4.1. Öğrencilerin Genelleme Süreçlerine İlişkin Düşünme Yolları

4.1.3. Denklemlere İlişkin Düşünme Yolları

Öğretim deneyinde denklemler ile ilgili olan görevler, değişen niceliklerin birbirlerine göre ilişkisini cebirsel olarak yazılıp ifade edilmesi istenen görevlerdir. Öğretim deneyinin 11. gününe gelindiğinde öğrenciler, bir tablodaki nicelikler arasında hem x sütunun kendi içinde, y sütunun kendi içinde hem de x ve y sütunun birbiri ile ilişkili olduğunu ve bir örüntü araştırırken bu ilişkilerin analiz edilmesi gerektiğini bilmektedirler. Burak ve Selin’den kimin daha hızlı yürüdüğüne (Görev 24) karar vermek için de öğrenciler, tablo ve grafik şeklinde verilen niceliklerin birbirlerine göre değişimini analiz etmekle işe başlamışlardır. Burak’ın hızını bulmak için tablodaki değerlerin farklarını alarak oranları hakkında tartışmışlardır;

Koray: Burak 2 saniyede (2. saniyeden 4. saniyeye kadar) 0,75 m yol almış. Sonra diğerinde de (4. saniyeden 6. saniyeye kadar) 2 saniyede 0,75 m yol almış. Aynı zaman aralıklarında aynı mesafede yol almış yani.

Sezen: ama sonra bozulmuş. 6. saniyeden sonra daha çok artmış bence aldığı yol.

Koray, tablodaki değerlerin farklarını alarak yarışmacının eşit zamanda eşit miktarda yol aldığını ifade etmiştir. Tabloda 3 saniyede alınan yolun kilometre olarak daha çok olduğunu fark eden Sezen, aradaki farkların oranını almak yerine niceliğin çokluğundan yola çıkarak yorum yapmıştır. Bunun üzerine Ali, “6. saniyeye kadar sabitlemiş de ama şurada 3 saniye fark var. Mesela 6’da (saniye) 2,25 (m) gitmiş ya, onu 2’ye böldüm 3 ile

çarptım. 9. saniyedeki uzaklığını buldum. Tablodakiyle aynı olduğundan hızı sabit” şeklinde yaptığı işlemi anlatmıştır. Yarışmacının 6. saniyede aldığı yolu 2’ye bölüp 3’le çarparken Ali, aslında nicelikler arasında doğru orantı kurmuş ve 6. saniyede 2,25 m yol gittiyse 9. saniyede kaç m yol gidileceğini bulmuştur. Bulduğu değer ile tablodaki değerin aynı olması üzerine Ali, yarışmacının sabit hızla gittiğini ifade etmiştir.
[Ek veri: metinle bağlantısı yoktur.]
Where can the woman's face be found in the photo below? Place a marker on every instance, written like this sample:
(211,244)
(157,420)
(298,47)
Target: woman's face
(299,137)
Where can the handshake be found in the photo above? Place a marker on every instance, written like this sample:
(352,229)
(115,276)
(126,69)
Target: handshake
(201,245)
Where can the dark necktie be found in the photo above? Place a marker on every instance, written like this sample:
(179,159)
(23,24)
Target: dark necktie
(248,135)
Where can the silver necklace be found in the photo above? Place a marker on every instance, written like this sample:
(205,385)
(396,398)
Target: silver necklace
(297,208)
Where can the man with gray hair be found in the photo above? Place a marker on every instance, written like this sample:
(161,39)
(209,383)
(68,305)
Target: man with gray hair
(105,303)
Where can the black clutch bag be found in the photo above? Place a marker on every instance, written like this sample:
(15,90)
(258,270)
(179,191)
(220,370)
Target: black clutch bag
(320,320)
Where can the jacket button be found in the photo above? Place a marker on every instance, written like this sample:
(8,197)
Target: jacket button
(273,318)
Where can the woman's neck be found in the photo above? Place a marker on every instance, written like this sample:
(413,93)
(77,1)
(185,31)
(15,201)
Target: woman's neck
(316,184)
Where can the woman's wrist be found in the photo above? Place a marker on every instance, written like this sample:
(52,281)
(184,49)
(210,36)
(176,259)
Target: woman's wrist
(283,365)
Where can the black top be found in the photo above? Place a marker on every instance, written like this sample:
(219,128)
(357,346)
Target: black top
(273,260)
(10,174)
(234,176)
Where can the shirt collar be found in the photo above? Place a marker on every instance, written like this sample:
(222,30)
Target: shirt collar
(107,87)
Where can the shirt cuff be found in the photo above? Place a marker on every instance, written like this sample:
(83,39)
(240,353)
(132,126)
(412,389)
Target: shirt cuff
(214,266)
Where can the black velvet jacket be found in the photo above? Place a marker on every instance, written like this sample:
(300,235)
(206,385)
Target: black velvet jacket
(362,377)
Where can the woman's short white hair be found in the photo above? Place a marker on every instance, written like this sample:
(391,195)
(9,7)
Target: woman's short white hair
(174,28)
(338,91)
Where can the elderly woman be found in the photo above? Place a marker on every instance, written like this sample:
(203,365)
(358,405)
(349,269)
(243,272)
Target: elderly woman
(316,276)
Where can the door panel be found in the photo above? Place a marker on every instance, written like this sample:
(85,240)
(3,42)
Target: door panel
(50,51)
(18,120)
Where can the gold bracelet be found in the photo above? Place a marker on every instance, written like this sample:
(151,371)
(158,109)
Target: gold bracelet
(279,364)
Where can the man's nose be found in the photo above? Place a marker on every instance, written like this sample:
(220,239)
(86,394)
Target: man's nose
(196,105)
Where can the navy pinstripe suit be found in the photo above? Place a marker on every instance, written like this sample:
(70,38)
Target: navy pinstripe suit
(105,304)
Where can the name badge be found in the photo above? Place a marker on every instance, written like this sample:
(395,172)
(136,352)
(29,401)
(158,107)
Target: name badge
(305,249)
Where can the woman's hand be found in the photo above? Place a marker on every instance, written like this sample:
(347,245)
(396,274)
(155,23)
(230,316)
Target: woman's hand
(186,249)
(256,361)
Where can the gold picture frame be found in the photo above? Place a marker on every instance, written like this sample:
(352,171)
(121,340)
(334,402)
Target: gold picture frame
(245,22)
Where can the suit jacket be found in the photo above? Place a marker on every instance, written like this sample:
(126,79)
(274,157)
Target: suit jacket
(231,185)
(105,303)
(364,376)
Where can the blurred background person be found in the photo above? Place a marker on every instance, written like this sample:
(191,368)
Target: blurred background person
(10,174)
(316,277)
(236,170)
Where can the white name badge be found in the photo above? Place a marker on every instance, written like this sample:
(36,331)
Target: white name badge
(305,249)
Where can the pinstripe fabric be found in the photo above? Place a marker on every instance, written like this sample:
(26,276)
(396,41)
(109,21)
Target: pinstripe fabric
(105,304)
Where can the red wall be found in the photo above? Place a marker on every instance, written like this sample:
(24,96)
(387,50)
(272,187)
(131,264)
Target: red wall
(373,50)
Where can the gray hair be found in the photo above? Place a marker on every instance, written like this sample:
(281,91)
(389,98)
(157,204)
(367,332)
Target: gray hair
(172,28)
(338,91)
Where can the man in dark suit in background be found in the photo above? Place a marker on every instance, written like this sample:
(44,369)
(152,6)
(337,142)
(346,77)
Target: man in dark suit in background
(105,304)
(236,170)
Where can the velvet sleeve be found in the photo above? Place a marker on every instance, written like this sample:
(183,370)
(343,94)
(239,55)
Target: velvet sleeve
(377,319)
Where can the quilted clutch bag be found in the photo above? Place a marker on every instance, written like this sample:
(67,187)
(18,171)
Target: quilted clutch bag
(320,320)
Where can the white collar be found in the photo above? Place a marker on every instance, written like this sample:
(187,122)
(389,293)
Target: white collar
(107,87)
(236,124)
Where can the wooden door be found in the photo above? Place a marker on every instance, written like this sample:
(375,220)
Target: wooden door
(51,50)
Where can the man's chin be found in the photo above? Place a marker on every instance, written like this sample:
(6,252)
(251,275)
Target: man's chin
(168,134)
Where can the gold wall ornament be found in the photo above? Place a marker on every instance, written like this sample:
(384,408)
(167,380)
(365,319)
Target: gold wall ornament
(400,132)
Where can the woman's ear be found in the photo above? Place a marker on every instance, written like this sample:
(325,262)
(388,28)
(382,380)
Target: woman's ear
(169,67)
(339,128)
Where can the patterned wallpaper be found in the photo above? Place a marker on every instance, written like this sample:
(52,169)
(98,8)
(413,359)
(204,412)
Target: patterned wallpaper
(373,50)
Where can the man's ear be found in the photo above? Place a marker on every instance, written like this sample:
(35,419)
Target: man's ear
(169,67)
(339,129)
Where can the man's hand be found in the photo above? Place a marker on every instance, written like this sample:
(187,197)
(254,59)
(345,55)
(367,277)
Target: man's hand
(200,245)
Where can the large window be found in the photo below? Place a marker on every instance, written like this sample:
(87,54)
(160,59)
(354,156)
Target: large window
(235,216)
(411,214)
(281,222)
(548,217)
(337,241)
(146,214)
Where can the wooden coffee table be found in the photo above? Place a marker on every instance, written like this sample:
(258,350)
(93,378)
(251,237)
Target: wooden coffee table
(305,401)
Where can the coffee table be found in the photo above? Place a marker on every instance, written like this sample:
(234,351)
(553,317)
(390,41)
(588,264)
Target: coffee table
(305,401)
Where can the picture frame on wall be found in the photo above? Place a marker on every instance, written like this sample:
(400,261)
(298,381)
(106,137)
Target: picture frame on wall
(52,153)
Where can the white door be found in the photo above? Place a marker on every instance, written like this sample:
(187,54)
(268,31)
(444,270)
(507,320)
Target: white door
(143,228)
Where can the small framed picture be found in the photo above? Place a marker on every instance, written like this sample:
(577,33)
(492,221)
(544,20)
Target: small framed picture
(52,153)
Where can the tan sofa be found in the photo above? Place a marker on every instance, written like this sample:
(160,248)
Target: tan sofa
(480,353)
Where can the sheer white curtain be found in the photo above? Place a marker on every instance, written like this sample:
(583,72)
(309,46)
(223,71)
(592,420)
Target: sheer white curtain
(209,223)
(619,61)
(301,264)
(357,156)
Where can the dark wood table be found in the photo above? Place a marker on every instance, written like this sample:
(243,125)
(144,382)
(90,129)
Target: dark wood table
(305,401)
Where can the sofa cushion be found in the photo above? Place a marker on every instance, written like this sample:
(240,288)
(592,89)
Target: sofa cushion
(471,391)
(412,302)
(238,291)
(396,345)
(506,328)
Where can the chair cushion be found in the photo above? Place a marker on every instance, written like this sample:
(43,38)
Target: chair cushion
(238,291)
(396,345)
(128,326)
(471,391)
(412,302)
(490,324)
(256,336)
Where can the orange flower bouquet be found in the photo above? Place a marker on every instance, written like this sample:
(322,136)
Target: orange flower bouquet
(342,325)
Böylece, oranlar arasındaki ilişkiyi araştırmış ve sonrasında ise işlem yaparak genişletmiştir.

Selin’in hızı ile ilgili olarak öğrenciler, eğimin negatif olmasının ne anlama geldiği hakkında tartışmışlardır:

A: Selin’in eğimi neden negatif?

Ali: Zaman geçtikçe geriye geliyor selin. Melike: Hızı azalıyor olabilir.

A: 0. saniyede Selin nerede?

Bartu: Başlangıç noktasına 10 m uzakta. …

A: O zaman geriden başladığı için eğim negatif olmuş ve hızı azalmış mı diyeceğiz?

Ali: Hayır. Zaman arttıkça basketbol sahasına uzaklığı azalıyor. Ama doğru hiç kırılmadığı için ve eğim her yerde aynı olduğu için hızı da değişmez.

A: Doğru ne zaman kırılır?

Elif: Eğim değiştiğinde. Eğim artarsa daha dik olur, azalırsa daha yatık olur.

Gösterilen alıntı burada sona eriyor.